According to court documents, Florida's Third District Court of Appeals Senior Judge Alan R. Schwartz stated that this adoption of a "paramour" or lover was "so contrary to the beneficent purposes of such an action that it could not be confirmed by the court."
In his decision to void Goodman's adoption of Hutchins, Judge Schwartz cited the accident [explained below], the trust fund that John and Carroll Goodman had set up in 1991 for their two biological children, and that the polo tycoon gave his ex-wife "no notice of the adoption proceeding."

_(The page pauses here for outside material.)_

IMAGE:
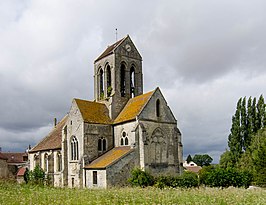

While driving his Bentley drunk in February of 2010, Goodman reportedly ran a stop sign and crashed into Wilson's Hyundai, sending the student's car into a nearby canal where he drowned. In the 2012 trial, Judge Jeffrey Colbath said that Goodman "left to save himself" without calling 911 as Wilson drowned, strapped into the driver seat of his vehicle.
"His conduct from the moment the crash happened to the time he came to be in the custody of law enforcement was to save himself," Judge Colbath said. "It wasn't to go get help and it wasn't because he was disoriented. It was because he wanted to figure out a way to save himself. He had an opportunity to try to save Mr. Wilson [...] I believe what the jury believed -- that he knew he pushed [Wilson's] car in the canal. He knew there was someone in the canal and he left to try to save himself."